[WIP] cd_fast speedup #15931

Tjalling-a-a · 2019-12-19T14:47:58Z

Rewriting implementation to remove redundant calculations.
Old implementation:

R = R + w_ii * X[:,ii]
tmp = X[:,ii] dot R
f(tmp,...)
R = R - w[ii] * X[:,ii]

New implementation:
substitute R from 1 into 2 ->
tmp = X[:,ii] dot (R + w_ii * X[:,ii])
tmp = X[:,ii] dot R + w_ii * X[:,ii] dot X[:,ii]
2. tmp = X[:,ii] dot R + w_ii * norm_cols_X[ii]
Then to update R:
4. R = R + (w_ii - w[ii]) * X[:,ii]

This removes step one, and rewrites step 2 and 4, improving loop speed.
The method here is probably also extendable to the other 3 functions.

Sadly my python skills are not good enough to build and test this, I did however test this in C++, so everything should work.
Help with building, testing, and extending is very much appreciated.

Tasklist:

Build and validate results.
Extend to sparse, gram, and multi_task

Rewriting implementation to remove redundant calculations.
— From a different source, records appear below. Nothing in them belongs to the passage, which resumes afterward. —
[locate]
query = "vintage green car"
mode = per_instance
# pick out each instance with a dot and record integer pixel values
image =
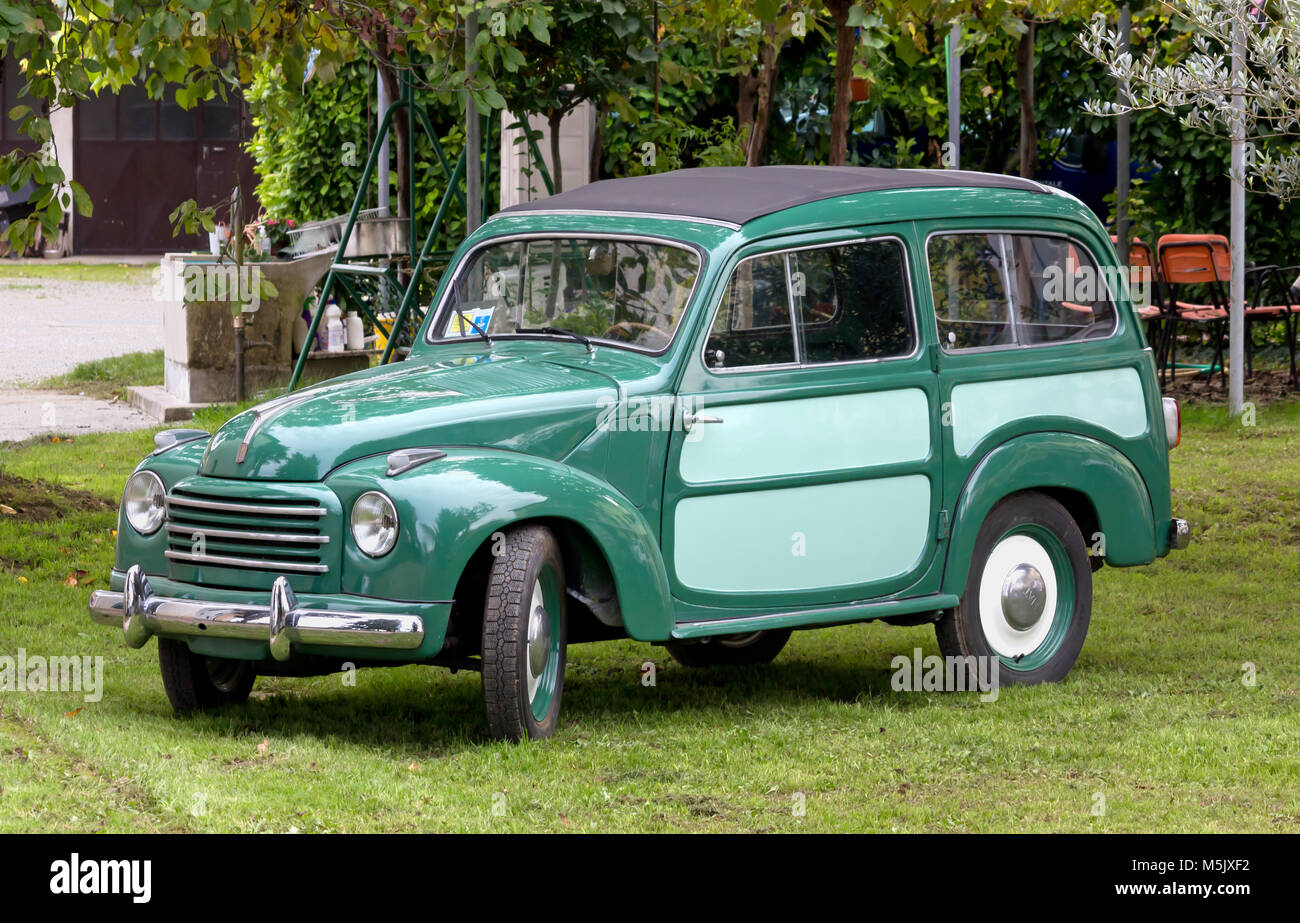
(697, 408)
Old implementation: 1. R += w_ii * X[:,ii] 2. tmp = X[:,ii] dot R 3. f(tmp,...) 4. R -= w[ii] * X[:,ii] New implementation: substitute R from 1 into 2 -> tmp = X[:,ii] dot (R + w_ii * X[:,ii]) tmp = X[:,ii] dot R + w_ii * X[:,ii] dot X[:,ii] 2. tmp = X[:,ii] dot R + w_ii * norm_cols_X[ii] Then to update R: 4. R += (w_ii - w[ii]) * X[:,ii] This removes step one, and rewrites step 2 and 4, improving loop speed. The method here is probably also extendable to the other 3 functions. Sadly my python skills are not good enough to build and test this, I did however test this in C++, so everything should work.

Fixes bug in the residual update

jnothman · 2019-12-19T20:51:24Z

The tests at least seem to pass with your changes.

Could you please benchmark the speed difference? There might be something in the benchmarks directory to help

Micky774 · 2022-03-18T23:11:25Z

Benchmarked using this. Results by shape of input data. Mean and standard deviation calculated over 10 trials.

X.shape=(500000, 200)
On main: 13.22+-0.05
On branch: 13.22+-0.21

X.shape=(5000, 20000)
On main: 18.81+-0.34
On branch: 18.32+-0.15

X.shape=(500, 200000)
On main: 20.61+-0.64
On branch: 19.15+-0.26

Overall I don't notice any significant speedup w/ this change. Please let me know if perhaps the benchmark file seems off, but if these numbers are accurate (which I believe they are) then it's probably not worth incorporating these changes.

Tjalling-a-a · 2022-03-19T11:23:38Z

Hi Micky774, thanks for reminding me this pull request still exists and running a benchmark.

I do believe that in the 2nd case a speedup of roughly 2.5% has been achieved, and in the 3d case a speedup of roughly 7% has been achieved. This could be quite significant for some users.

I would also be interested to see tests with longer run times, since the shorter the run time, the more time is consumed by other functions.

Perhaps these provide different results?
https://github.com/scikit-learn/scikit-learn/blob/main/benchmarks/bench_plot_lasso_path.py
https://github.com/scikit-learn/scikit-learn/blob/main/benchmarks/bench_lasso.py

It has been a while, but I do recall that I tested it on a mostly sparse dataset, perhaps that has an influence as well? Your test is a dense dataset if I'm not mistaken?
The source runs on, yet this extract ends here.